I rebored the cylinder to get rid of the rust and pits. I told a neighbor that the bore resembled a gopher hole, but he isn’t an engine person and did not see the humor in my sarcasm. When I finished the rebore, I had a bore that was 0.020-inches oversized. I’ve gone to several power shows and swap meets and have measured a lot of pistons, but haven’t found the right one yet. The best one I’ve found was just a little too big, so I turned it down 0.025-inch, but it was too thin and would have broken. I also looked in several truck and tractor books, but didn’t find what I wanted. Quite often, the wrist pin was 1- inch, and I needed one 3/4-inch to look authentic and fit the rod. I finally ordered a mostly finished cast aluminum piston and rings with a 3/4-inch wrist pin. This took some final honing to get a good fit. My $2 John Deere rod was 3/8-inch too long and had to be shortened by cutting it off and welding it back together. This was done by making a jig of 3/8-inch flat steel 14-inches long and 3-inches wide. I drilled a 3/8-inch hole in the flat steel and bolted the wrist pin to the steel plate, then made a steel dummy shaft 0.020-inch smaller than the crankshaft. Then, a wooden dummy rod pattern was sawn out on the band saw and fitted to the steel plate to get the correct length, which was 3/8-inch shorter. Another 3/8-inch hole was drilled, the pattern removed and the pin bolted down.
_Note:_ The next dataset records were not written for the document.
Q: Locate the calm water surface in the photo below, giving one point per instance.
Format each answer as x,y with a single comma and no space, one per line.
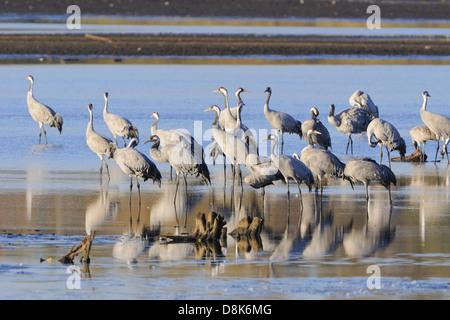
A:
51,195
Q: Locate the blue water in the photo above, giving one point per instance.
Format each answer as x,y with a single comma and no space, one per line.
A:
50,196
180,93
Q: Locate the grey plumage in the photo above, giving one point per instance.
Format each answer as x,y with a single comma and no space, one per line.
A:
42,113
234,148
98,143
280,121
118,125
323,138
349,121
367,171
182,159
291,168
385,134
362,100
135,164
322,162
438,124
419,136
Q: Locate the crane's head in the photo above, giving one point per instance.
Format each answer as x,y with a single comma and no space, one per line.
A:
314,111
271,137
214,108
222,90
155,115
153,138
312,131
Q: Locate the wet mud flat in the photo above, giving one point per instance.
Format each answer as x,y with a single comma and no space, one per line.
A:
137,45
235,8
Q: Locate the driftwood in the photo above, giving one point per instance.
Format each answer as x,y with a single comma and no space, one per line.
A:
248,227
209,226
84,247
414,157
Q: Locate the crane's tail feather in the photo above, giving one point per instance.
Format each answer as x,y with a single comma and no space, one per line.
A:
57,122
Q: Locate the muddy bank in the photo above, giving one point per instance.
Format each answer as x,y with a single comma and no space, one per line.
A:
216,45
236,8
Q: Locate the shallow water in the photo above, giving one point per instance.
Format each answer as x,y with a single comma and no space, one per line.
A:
51,195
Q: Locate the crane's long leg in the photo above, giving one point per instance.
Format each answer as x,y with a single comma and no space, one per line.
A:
381,153
437,150
139,199
176,188
300,194
129,202
389,156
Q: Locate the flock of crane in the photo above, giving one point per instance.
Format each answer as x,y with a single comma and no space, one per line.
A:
235,142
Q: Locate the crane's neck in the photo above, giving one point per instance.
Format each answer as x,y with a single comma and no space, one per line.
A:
153,127
424,104
90,126
331,118
272,149
105,108
216,119
266,105
30,90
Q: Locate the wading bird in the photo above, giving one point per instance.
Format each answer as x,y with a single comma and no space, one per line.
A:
438,124
291,168
280,121
322,138
322,162
235,149
135,164
41,113
98,143
367,171
419,136
349,121
362,100
118,125
181,159
385,134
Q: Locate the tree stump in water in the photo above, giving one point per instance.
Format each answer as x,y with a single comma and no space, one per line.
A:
248,227
84,247
209,227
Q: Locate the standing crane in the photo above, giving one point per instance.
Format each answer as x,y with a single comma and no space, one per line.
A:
234,148
362,100
99,144
118,125
182,159
280,121
385,134
438,124
367,171
41,113
349,121
291,168
322,138
321,162
419,136
135,164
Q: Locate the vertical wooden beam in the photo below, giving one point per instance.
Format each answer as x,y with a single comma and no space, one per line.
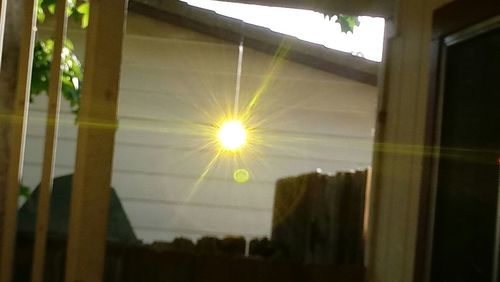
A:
3,12
54,91
97,126
18,137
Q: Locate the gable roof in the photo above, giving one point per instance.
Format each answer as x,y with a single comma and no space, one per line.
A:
259,38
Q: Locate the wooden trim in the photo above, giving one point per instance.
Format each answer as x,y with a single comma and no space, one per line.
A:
94,158
260,39
3,12
447,20
54,91
18,123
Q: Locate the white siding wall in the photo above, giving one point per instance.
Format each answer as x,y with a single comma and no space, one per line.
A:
175,84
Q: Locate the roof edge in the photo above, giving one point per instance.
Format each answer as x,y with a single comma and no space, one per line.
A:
259,38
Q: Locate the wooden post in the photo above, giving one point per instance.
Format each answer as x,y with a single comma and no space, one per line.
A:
97,125
3,12
42,215
18,121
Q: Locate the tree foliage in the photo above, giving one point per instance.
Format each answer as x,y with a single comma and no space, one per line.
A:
72,72
347,23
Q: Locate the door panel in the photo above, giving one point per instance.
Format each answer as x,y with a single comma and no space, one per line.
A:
465,218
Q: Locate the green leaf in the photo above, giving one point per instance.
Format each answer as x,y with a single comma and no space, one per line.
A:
84,10
347,23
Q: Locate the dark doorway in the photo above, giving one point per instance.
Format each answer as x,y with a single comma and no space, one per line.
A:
465,217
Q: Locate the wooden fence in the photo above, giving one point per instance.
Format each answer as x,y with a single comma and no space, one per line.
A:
133,263
320,218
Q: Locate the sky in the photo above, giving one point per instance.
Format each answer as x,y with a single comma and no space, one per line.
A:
366,41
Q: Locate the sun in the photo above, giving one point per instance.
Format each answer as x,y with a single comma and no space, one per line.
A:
232,135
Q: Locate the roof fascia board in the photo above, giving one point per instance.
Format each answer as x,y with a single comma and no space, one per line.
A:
259,38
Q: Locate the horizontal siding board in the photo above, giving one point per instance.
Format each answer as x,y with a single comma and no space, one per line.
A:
235,222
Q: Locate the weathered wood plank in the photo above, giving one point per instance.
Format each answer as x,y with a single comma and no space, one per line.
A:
3,12
18,121
97,126
42,217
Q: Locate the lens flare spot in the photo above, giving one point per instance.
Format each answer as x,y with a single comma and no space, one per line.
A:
241,175
232,135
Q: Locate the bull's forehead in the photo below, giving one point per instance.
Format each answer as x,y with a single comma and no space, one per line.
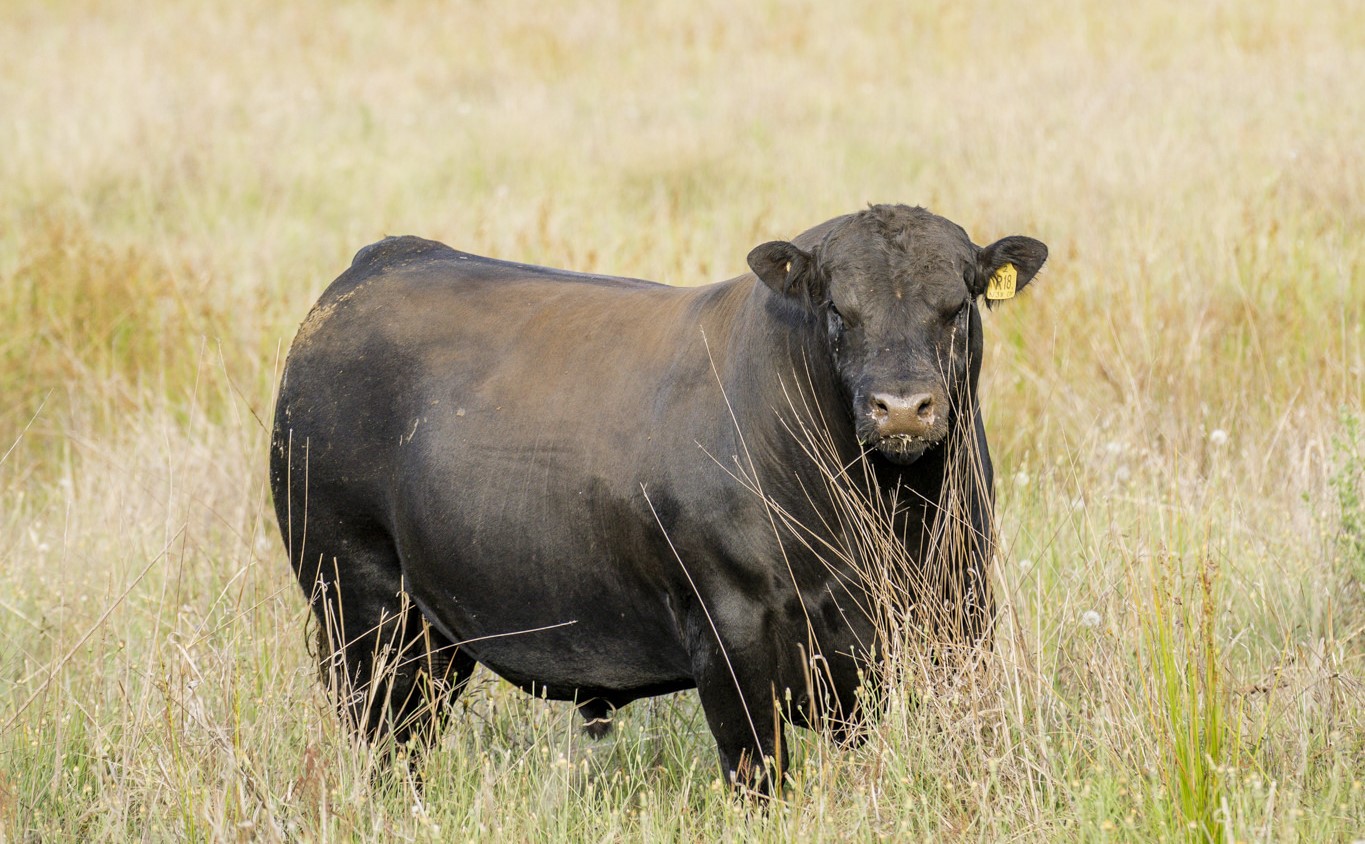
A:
897,257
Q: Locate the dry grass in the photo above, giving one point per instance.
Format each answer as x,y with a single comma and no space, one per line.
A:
1174,406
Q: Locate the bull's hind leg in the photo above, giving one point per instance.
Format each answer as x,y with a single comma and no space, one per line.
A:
391,672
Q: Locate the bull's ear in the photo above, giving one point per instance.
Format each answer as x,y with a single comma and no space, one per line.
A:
786,268
1005,266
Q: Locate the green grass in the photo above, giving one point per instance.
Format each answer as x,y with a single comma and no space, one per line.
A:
1180,486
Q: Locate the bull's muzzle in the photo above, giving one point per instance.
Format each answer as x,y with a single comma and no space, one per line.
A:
897,415
904,425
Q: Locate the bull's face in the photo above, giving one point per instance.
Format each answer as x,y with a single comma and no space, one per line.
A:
897,291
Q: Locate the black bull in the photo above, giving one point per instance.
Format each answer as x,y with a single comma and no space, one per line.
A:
573,480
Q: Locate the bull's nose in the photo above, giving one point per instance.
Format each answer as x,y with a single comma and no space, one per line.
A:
908,415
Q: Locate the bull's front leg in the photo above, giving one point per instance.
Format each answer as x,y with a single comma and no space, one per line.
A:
736,672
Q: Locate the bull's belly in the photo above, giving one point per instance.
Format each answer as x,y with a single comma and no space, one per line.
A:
560,627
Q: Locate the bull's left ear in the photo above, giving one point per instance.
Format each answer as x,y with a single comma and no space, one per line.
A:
1005,266
786,268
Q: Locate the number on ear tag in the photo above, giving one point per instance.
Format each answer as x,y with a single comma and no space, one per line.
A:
1002,283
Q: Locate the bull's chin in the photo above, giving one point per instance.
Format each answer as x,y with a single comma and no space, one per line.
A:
902,449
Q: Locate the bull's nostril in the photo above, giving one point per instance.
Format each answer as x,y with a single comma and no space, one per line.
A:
923,406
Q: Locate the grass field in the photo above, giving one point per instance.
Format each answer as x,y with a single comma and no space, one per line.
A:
1175,406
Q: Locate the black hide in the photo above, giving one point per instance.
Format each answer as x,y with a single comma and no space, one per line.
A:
557,471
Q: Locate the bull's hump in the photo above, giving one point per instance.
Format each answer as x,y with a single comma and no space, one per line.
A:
397,250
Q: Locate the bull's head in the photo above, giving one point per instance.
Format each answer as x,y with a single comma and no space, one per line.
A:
897,288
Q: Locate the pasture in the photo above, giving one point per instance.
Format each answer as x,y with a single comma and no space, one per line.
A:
1175,406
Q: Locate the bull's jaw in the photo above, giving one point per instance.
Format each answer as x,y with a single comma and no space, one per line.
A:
902,449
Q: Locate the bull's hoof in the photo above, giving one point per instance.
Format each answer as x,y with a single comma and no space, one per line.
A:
597,728
597,717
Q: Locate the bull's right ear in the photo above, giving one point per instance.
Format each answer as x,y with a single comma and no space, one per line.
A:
786,268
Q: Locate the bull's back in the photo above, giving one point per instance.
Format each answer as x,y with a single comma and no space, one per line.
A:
504,424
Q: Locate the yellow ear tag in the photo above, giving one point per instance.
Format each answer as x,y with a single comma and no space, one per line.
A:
1002,283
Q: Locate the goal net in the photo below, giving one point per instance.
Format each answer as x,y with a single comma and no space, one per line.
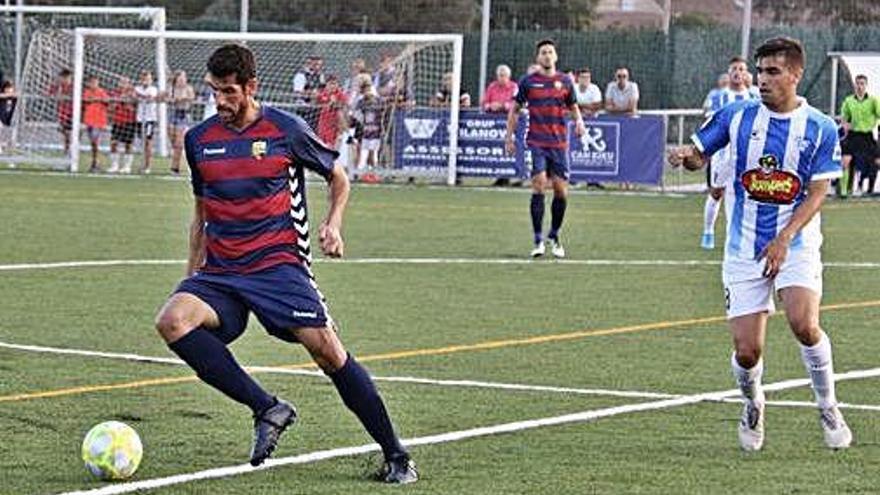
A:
38,42
299,73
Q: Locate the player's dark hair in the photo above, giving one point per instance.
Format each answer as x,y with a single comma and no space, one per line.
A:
544,42
783,45
233,59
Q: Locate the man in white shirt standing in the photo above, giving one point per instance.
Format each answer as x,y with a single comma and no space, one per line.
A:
147,115
622,95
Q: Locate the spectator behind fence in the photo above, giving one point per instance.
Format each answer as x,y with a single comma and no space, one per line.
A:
587,94
442,97
384,80
622,95
714,95
500,92
369,113
351,85
95,102
309,80
147,115
124,115
62,93
8,100
332,105
179,98
860,114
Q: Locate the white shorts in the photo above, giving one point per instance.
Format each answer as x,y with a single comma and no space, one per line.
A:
719,170
755,295
371,144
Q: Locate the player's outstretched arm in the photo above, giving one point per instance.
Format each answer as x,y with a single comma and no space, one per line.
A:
688,156
330,232
579,128
196,240
776,251
512,118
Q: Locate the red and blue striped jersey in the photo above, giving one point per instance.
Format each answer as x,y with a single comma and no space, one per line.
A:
251,185
549,100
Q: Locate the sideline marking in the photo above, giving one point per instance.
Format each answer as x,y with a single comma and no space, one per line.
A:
419,352
583,416
418,261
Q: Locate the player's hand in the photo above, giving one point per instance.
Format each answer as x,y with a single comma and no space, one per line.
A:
677,155
580,129
774,255
330,240
510,145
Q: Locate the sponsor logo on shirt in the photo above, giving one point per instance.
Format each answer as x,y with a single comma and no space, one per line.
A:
258,149
304,314
421,128
769,184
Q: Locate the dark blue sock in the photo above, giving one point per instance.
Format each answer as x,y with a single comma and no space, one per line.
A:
359,394
537,209
557,213
214,364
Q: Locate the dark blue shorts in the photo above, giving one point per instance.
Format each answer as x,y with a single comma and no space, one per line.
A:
283,297
554,161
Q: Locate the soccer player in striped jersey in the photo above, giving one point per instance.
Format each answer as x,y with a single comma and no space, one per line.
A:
249,253
783,154
737,90
549,95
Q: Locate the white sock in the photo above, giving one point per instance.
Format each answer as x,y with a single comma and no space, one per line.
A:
710,214
749,380
817,360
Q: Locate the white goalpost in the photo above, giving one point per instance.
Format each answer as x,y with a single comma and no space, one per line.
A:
418,63
43,41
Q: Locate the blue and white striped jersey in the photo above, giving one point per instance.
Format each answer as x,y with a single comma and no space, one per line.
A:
773,159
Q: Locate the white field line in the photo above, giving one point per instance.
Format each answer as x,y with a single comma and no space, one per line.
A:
414,261
453,436
415,380
398,379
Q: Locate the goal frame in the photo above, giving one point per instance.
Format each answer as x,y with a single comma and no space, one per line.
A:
156,15
80,34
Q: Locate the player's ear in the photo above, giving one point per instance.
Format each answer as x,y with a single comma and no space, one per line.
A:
250,87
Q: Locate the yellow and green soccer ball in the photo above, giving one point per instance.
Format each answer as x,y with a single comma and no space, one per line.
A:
112,450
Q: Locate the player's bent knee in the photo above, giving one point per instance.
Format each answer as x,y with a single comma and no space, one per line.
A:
748,357
171,324
807,332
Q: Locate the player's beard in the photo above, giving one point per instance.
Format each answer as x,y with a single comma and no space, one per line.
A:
229,115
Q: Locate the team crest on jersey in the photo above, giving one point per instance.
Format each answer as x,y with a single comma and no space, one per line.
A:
770,184
258,149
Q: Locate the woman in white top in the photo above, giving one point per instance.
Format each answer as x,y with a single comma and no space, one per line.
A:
179,98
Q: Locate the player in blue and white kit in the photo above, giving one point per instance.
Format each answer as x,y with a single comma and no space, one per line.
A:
783,154
737,90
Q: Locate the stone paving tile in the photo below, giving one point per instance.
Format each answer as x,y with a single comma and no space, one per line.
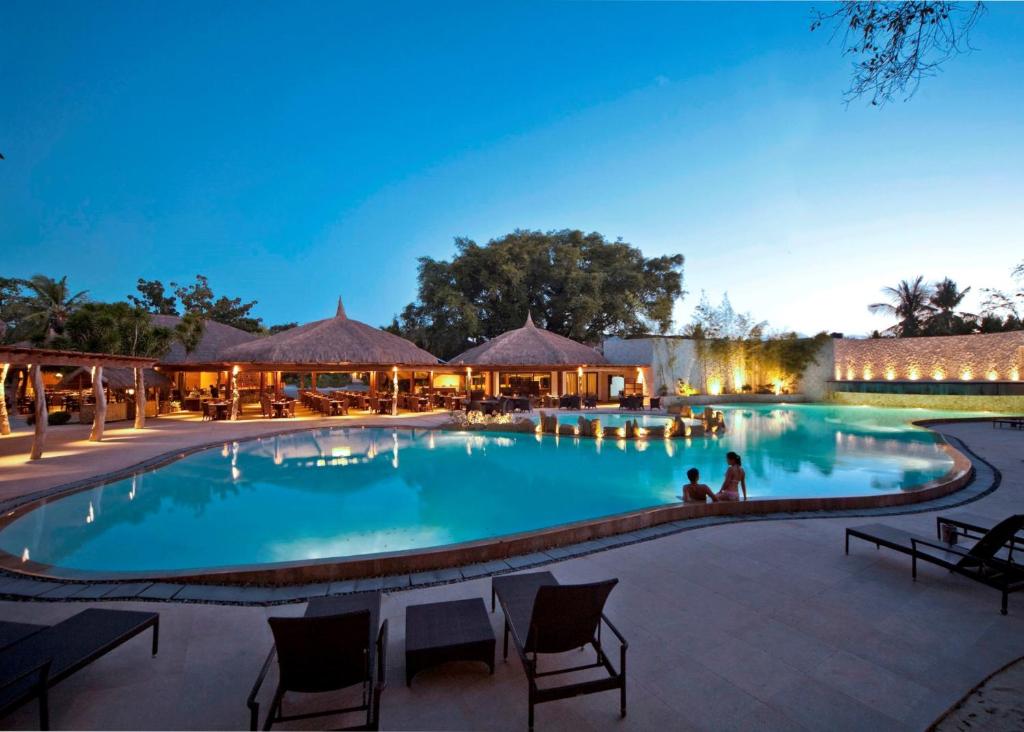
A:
341,588
395,582
126,591
61,591
27,588
434,576
479,570
527,560
93,592
160,591
217,593
369,584
298,592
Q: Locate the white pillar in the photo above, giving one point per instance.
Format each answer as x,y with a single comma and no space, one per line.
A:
41,420
139,399
99,419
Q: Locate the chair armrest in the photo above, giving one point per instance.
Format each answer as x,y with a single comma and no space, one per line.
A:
251,701
622,639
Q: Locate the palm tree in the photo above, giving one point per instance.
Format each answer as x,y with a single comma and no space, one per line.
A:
48,306
945,320
909,301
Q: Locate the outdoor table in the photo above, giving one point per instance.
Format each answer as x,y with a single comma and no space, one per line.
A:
442,632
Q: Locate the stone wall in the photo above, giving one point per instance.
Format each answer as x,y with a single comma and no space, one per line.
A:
995,356
1003,404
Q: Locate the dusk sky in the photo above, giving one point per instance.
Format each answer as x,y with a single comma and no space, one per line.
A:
297,155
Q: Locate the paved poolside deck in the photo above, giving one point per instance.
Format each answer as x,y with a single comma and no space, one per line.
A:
752,626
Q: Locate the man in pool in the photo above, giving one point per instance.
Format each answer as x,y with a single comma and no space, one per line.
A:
694,492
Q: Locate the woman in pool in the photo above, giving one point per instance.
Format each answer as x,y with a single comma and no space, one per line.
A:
735,479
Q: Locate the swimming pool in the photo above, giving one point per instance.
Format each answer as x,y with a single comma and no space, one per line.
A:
352,491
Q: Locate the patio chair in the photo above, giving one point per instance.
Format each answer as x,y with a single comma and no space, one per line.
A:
33,658
326,653
546,617
981,562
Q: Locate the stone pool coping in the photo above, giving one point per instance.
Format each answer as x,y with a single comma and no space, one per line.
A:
451,562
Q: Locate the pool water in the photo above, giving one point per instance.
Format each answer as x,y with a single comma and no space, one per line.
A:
345,491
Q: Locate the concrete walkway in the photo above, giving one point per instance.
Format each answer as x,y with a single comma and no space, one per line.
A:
751,626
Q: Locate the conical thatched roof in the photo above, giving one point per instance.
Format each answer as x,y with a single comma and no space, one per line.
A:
337,340
114,378
216,338
529,345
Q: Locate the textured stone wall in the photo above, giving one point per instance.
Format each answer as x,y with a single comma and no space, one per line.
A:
996,356
1003,404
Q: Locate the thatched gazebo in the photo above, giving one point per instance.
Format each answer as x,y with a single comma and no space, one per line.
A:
537,361
336,344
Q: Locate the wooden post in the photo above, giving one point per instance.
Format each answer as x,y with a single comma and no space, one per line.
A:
4,420
41,420
139,399
99,419
232,384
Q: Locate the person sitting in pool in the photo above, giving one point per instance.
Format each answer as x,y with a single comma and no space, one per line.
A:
696,492
735,479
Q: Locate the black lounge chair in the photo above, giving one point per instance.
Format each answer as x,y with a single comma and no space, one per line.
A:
544,616
981,562
336,645
33,658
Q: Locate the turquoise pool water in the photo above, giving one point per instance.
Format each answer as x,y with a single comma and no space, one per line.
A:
344,491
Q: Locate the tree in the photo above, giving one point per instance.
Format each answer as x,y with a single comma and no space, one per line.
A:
909,301
47,306
1005,307
155,299
116,328
282,327
199,298
574,284
944,320
897,44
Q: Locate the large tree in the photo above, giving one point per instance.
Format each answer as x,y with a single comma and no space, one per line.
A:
154,298
910,303
945,318
574,284
198,298
895,45
46,306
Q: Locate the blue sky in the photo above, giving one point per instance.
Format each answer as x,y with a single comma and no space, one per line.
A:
297,152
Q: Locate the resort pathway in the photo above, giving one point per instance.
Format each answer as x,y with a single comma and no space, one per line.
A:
761,625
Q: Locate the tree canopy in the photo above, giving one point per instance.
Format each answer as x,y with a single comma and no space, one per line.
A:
578,285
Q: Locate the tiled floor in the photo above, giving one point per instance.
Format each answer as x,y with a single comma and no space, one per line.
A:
761,625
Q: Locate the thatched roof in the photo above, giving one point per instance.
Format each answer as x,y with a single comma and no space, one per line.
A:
216,338
529,345
337,340
113,379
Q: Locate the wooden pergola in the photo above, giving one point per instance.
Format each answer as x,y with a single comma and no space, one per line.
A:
36,358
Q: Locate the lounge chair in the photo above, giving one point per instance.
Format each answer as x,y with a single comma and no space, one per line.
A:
981,562
33,658
544,616
336,645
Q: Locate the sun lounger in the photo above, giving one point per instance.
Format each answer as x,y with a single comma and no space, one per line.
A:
334,646
546,617
983,562
33,658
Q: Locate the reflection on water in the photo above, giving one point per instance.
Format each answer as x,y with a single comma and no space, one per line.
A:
353,490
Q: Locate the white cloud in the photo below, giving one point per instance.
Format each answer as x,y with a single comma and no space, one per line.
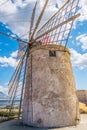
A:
78,60
83,10
9,61
14,54
21,11
82,40
4,89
Next, the John Deere rod was sawn off and V-cut to create a good welding surface. I preheated and arc welded the piece back together. Some serious clamping also went into this to hold it in place and ensure that it was true. The post-cooling was done on an electric shop stove, and I did some final grinding with my small hand-held grinder. The babbitt was then repoured and I machined it on the milling machine to fit the crankshaft.

Making a new fuel tank

The fuel tank was shot and full of old solder patches so I decided to make a new one. I don’t have a metal bending brake, so a piece of angle iron had to do. I do have a couple of duckbill bending pliers and a table saw with a cast iron top that were used to make the 90-degree bends in the angle iron.

First, I made a paper pattern so I could get the correct measurements: 2 inches tall, 4-1/8 inches wide and 12 inches long. The original tank is longer, but I don’t need that much fuel capacity. There is a 12-inch, three-layer solderable seam going the length of the tank, 1/2 inch down from the top along one side. The end caps were bent with the 4-inch duckbill pliers. All sealing surfaces were tinned before soldering. I used 50/50 acid core solder and neutralized the work when done. It took a few tries to get all the drips done. New mounting hardware was made and a new fuel line and check valve were fabricated. I also put a drain cock in the bottom of the tank. With all of the parts done, it was time for final assembly.

First, a four-wheel wagon was made. I used 8-inch steel wheels and 5/8-inch solid steel axle shafts. I made the handle out of new 7/16-inch round shaft. A neighbor had some 4x6 fir wood I was able to use for bolsters and rails. The wagon has a nice old look to it.

The final assembly went fairly well. The pushrod for the magneto sat too low in the roller I made so I had to make a few rollers that were 1/8-inch thicker. This raised the arm up and now the alignment is correct and the timing can be set. All of the springs were either rusted out or missing. I have a large spring collection and still had to make a couple trips to my local hardware store. It took a lot of time to get them all made – 13 springs in all with four in the governor alone. I did not repaint this engine – just clear coat.

Time to start it up! This went fairly well as I have restored many engines, however the governor wanted to latch up at 150 RPM and I would only get one or two fire pulses before the engine died off. Another trip back to the spring box, the addition of a couple more springs and some adjusting got the engine running at 550-600 RPM. When the rings set, I will slow it down some.

This was a 2-1/2 year, spare winter time project. There were no major problems – just a lot of little ones. But this is what I enjoy doing! Recently, just by chance, the former owner stopped by and liked what I had done. The only question that I have now is, what was the original use of the engine?